Named a “Best Book of the Year” by New York Times, Forbes, Publishers Weekly, Library Journal, and NPR!
Derf Backderf takes us back to the age of the Vietnam War, Richard Nixon, Woodstock, and the Cold War and explores, in words and images, a scene of tragedy: the campus of Kent State University, where National Guard Troops attacked unarmed protestors and killed four students (Allison Beth Krause, age 19, Jeffrey Glenn Miller, age 20, Sandra Lee Scheuer, age 20, and William Knox Schroeder, age 19).
On May 4, 1970, the Ohio National Guard gunned down unarmed college students protesting the Vietnam War at Kent State University. In a deadly barrage of 67 shots, four students were killed and nine shot and wounded. It was the day America turned guns on its own children—a shocking event burned into our national memory.
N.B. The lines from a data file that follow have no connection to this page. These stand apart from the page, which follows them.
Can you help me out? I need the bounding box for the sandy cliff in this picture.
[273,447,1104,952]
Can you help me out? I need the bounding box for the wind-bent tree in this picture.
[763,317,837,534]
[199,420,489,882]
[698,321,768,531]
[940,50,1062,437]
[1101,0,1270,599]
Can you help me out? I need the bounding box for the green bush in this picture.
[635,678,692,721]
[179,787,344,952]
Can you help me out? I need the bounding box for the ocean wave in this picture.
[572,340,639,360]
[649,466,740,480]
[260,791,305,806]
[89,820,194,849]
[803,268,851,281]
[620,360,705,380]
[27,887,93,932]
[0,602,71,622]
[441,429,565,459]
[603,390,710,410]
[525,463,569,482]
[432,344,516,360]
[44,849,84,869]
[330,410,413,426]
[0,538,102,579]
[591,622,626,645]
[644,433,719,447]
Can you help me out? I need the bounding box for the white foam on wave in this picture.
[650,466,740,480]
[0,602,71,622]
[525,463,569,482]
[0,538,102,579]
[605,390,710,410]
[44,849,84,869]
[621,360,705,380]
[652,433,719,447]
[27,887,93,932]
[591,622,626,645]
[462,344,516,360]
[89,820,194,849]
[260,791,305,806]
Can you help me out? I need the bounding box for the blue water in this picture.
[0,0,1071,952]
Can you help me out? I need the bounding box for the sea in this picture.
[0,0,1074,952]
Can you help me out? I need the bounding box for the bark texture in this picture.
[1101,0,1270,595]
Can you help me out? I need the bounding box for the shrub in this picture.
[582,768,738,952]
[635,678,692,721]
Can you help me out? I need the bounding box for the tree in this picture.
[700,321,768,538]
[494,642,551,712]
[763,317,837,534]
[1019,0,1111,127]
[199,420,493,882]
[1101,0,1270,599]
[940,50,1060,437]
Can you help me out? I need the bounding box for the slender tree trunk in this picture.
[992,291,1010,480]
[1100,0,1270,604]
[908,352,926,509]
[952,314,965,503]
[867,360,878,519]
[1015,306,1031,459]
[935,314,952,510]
The fatal shootings triggered immediate and massive outrage on campuses around the country. More than four million students participated in organized walkouts at hundreds of universities, colleges, and high schools, the largest student strike in the history of the United States at that time. It was a day that shocked the nation and helped turn the tide of public opinion against America’s war in Vietnam.
A few days prior, 10-year-old Derf Backderf saw those same guardsmen patrolling his nearby hometown, sent in by the governor to crush a trucker strike.
Using the journalism skills he employed on My Friend Dahmer and Trashed, Backderf has conducted extensive interviews and research to explore the lives of these four young people and the events of those four days in May, when the country seemed on the brink of tearing apart.
Kent State: Four Dead in Ohio is a moving and troubling story about the bitter price of dissent—as relevant today as it was in 1970.
PUBLISHERS WEEKLY
Backderf (My Friend Dahmer) delivers a provocative, heartbreaking account of the days leading up to the infamous tragedy of May 1970, in which National Guardsmen killed four unarmed students and injured nine others at a Vietnam War protest on the Kent State University campus. Backderf conducted extensive research to explore the lives of the four students, revealing their hopes and dreams for the future portraits that sharply rebut the politically motivated smears politicians and media outlets inflicted upon them after the incident. Though wholly sympathetic to the student protestors, Backderf also takes care to report the grueling conditions the National Guardsmen were forced to endure; their lack of training for de-escalation versus battlefield deployment; and the failings of leaders such as Ohio governor Jim Rhodes (a Nixon loyalist) and Gen. Robert Canterbury. Both men's anger and paranoia toward antiwar activists stoked their emotion-driven directives to the exhausted, agitated guardsmen and fueled an already highly volatile situation. Backderf's tightly drawn, muscular figures and busy layouts anchored by choice period details are consistent with his established style, with flourishes (from hairstyles to smirks) that individualize the ensemble cast. His expertly crafted chronicle of this defining moment in U.S. history serves as a deeply moving elegy for the victims. Readers may also draw from it sobering parallels to the deep divisions of contemporary times, again dangerously rife with media noise and misinformation muddying the waters.